Not surprisingly, however, the aspiring "saviours" of the group are mindful that unless the Australian banks and US bondholders extend the current moratorium on repayment of $4 billion of Centro debt until September 30, all Centro’s banks, including the US lenders who are owed $2.5 billion, will seek repayment and Centro will be plunged into administration.

The offers, apparently, reflect the perceived leverage and would involve not just equityholders in the various tiers within the group experiencing real pain, but the banks taking a 'hair cut'.

There is structural as well as financial leverage in the Centro group. Quite modest movements in value within the lower tiers of the group structure can have leveraged impacts on the value of Centro Properties and Centro Retail – it would take only a low double-digit loss of value within the structure, if that, to effectively wipe out the equity at the Centro Properties level.

That by itself would argue against Centro’s new chief executive, Glen Rufrano, being prepared to contemplate accepting a bottom-fisher’s offer, although it wouldn’t necessarily prevent the banks from effectively forcing him to take one.

As my colleague, Robert Gottliebsen has argued, however, the banks are effectively in the same boat as Centro equityholders because one of the key group assets is its services business and the value of its management rights, which would evaporate if they appointed an administrator. That undermines the banks’ ability to impose an outcome on Centro and to force it to accept an outcome that equityholders would find unpalatable.

Rufrano’s negotiating position is strengthened further if the only offers on the table involve the banks themselves losing money. They will be even more inclined to stick with the existing management, particularly as at an operational level Centro appears to be performing really well.

Debt markets are deteriorating, the US property market has been falling (although there are some signs of publicly-traded property stabilising) and the Australian listed property market has been savaged by the fallout from the sub-prime crisis. Perversely, that probably also works in Centro’s favour – this isn’t a good time for the banks to put Centro under.

At the moment the Centro priority is to obtain a further extension of the moratorium to September 30 to line the Australian lenders and the US bondholders up with the US banks.

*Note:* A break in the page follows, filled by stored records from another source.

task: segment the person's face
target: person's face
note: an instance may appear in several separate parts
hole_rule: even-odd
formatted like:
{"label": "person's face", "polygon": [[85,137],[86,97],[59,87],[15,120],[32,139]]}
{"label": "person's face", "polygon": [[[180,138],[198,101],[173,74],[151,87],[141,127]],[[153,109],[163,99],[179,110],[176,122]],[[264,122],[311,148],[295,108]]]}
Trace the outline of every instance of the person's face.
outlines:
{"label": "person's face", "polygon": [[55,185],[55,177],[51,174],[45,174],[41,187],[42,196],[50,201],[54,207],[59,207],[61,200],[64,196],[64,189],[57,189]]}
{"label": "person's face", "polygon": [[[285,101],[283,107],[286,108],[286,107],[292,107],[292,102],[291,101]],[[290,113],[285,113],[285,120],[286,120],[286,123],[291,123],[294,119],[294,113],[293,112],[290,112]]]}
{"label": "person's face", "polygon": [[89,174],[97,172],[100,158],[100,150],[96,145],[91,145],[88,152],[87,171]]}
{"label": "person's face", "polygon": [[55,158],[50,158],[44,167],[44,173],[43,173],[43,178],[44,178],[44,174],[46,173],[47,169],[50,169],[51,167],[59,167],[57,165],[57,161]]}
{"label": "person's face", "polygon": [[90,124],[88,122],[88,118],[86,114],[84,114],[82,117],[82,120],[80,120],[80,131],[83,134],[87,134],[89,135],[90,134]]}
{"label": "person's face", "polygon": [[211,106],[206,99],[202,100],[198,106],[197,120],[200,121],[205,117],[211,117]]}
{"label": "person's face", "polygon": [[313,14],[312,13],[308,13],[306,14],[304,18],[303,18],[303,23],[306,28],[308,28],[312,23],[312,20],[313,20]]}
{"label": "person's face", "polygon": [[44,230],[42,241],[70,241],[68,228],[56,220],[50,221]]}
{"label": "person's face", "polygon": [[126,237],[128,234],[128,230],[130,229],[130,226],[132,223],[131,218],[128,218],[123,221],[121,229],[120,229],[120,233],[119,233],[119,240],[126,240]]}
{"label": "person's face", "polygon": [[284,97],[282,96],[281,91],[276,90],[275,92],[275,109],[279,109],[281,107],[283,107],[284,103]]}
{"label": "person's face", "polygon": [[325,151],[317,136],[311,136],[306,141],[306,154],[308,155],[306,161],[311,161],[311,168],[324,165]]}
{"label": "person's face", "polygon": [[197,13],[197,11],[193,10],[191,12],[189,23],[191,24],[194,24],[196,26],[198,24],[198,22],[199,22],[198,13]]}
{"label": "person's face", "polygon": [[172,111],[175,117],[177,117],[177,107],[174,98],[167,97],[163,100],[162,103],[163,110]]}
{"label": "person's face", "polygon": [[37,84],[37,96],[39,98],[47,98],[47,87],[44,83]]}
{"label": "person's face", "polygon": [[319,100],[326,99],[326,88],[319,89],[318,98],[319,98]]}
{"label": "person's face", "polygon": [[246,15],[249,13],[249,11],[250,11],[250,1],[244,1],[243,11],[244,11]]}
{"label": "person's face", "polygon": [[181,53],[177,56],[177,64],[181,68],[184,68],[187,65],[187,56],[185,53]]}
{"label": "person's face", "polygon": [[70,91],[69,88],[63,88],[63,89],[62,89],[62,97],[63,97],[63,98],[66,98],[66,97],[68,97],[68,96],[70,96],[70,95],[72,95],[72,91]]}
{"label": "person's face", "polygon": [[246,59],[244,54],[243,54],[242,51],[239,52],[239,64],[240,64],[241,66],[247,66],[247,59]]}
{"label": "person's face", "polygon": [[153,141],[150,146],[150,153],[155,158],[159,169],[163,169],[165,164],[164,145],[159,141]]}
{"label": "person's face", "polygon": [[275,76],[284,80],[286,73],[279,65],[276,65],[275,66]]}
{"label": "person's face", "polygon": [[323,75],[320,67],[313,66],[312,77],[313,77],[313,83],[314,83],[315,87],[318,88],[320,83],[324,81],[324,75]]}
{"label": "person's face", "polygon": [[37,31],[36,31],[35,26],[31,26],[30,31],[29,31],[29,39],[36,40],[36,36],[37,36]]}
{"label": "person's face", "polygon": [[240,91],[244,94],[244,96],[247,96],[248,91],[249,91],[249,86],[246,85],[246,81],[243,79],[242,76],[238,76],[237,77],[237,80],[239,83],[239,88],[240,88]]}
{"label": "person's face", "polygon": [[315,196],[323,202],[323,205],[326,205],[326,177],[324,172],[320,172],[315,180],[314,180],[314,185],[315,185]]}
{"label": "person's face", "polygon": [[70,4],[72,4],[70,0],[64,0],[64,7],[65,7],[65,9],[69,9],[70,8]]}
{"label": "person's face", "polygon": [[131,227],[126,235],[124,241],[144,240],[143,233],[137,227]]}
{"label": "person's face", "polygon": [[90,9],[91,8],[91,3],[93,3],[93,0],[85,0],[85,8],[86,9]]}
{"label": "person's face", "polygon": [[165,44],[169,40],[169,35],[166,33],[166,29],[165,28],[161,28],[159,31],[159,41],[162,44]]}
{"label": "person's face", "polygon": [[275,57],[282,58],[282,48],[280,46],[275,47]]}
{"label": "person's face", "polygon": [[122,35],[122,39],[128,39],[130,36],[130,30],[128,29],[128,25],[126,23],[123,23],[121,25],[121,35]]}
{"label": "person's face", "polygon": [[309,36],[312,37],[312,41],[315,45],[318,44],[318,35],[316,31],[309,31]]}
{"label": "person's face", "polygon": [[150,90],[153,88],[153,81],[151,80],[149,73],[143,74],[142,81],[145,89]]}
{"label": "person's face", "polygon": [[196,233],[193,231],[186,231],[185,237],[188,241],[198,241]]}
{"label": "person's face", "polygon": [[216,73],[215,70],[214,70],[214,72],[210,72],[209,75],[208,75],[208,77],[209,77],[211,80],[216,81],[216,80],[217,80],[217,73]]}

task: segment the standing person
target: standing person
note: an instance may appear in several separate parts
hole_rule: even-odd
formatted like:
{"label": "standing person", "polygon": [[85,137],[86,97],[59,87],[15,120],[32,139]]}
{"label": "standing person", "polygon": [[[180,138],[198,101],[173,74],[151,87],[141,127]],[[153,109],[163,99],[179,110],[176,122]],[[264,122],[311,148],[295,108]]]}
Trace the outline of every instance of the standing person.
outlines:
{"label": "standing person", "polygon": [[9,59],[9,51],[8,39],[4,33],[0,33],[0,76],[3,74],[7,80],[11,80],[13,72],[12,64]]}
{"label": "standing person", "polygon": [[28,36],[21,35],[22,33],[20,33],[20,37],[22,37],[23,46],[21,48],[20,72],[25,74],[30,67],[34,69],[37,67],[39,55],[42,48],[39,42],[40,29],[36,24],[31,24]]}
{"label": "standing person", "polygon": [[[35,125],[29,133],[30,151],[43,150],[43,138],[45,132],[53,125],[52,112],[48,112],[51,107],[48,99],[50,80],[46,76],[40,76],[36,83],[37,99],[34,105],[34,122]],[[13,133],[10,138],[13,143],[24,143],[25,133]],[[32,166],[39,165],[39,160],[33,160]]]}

That would not only buy time but reduce the perceived leverage of the prospective buyers of the wholesale funds or the parties offering to inject equity into the headstock. An extension might flush out more attractive bids.

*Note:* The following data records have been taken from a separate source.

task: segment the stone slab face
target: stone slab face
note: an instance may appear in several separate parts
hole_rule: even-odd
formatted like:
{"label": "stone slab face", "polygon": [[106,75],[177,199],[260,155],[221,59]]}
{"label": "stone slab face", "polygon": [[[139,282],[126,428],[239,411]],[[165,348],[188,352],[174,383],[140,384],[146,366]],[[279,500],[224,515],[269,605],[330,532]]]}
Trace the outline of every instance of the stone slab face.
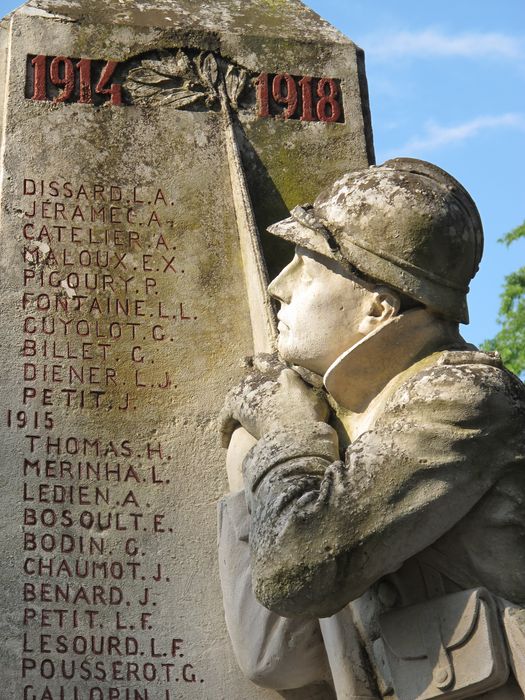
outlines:
{"label": "stone slab face", "polygon": [[230,67],[262,229],[371,162],[359,52],[293,0],[42,0],[0,36],[2,697],[277,697],[217,573],[216,416],[253,347],[203,76]]}

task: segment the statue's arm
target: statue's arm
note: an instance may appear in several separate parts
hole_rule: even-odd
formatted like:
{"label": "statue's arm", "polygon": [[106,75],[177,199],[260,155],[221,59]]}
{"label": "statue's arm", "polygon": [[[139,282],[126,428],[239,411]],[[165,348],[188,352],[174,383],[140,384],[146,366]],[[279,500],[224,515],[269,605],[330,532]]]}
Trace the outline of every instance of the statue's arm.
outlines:
{"label": "statue's arm", "polygon": [[332,697],[328,686],[318,695],[330,677],[318,620],[280,617],[258,603],[253,594],[249,523],[244,492],[221,501],[219,567],[226,624],[237,662],[248,678],[263,687],[306,690],[314,686],[317,694],[300,697]]}
{"label": "statue's arm", "polygon": [[482,365],[417,375],[345,462],[327,424],[264,435],[244,464],[257,598],[332,615],[463,518],[519,452],[523,406],[505,377]]}

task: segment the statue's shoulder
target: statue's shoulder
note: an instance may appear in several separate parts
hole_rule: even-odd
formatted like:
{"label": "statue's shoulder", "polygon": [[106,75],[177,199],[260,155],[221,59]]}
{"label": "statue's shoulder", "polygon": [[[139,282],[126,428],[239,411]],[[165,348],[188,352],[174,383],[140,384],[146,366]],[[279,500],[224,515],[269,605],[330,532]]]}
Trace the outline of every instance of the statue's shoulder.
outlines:
{"label": "statue's shoulder", "polygon": [[512,414],[525,421],[525,385],[498,353],[470,347],[444,350],[403,373],[389,404],[426,406],[432,411],[462,407],[464,412],[493,412],[494,419]]}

It is probably also the case that the size of the Centro portfolios depresses value in conditions where debt is hard to access and very expensive. That would probably be a particular problem for the Australian fund which, while full of high-quality properties, is about three times larger than the US fund. Selling the individual properties in the two wholesale portfolios might produce better outcomes but would take a lot more time.

It is possible that the banks might be prepared to contemplate something more sophisticated than a simple extension of the moratorium until September 30. A longer extension would allow for a far more orderly realisation of assets and potentially shift the recapitalisation phase beyond the nadir of the sub-prime crisis.

As Gottliebsen suggested, it might also be possible for the banks to either help stabilise and recapitalise Centro themselves, through a partial debt-for-equity swap or by trading a longer extension for some exposure to Centro’s upside.

With their interests and those of Centro’s equityholders crudely aligned, the best chance they have of getting their money back intact is to ensure that there is something meaningful left for the equityholders. For any of that to occur, however, it is imperative that Centro get past the April 30 deadline with its portfolios intact and its funding secured for at least another five months.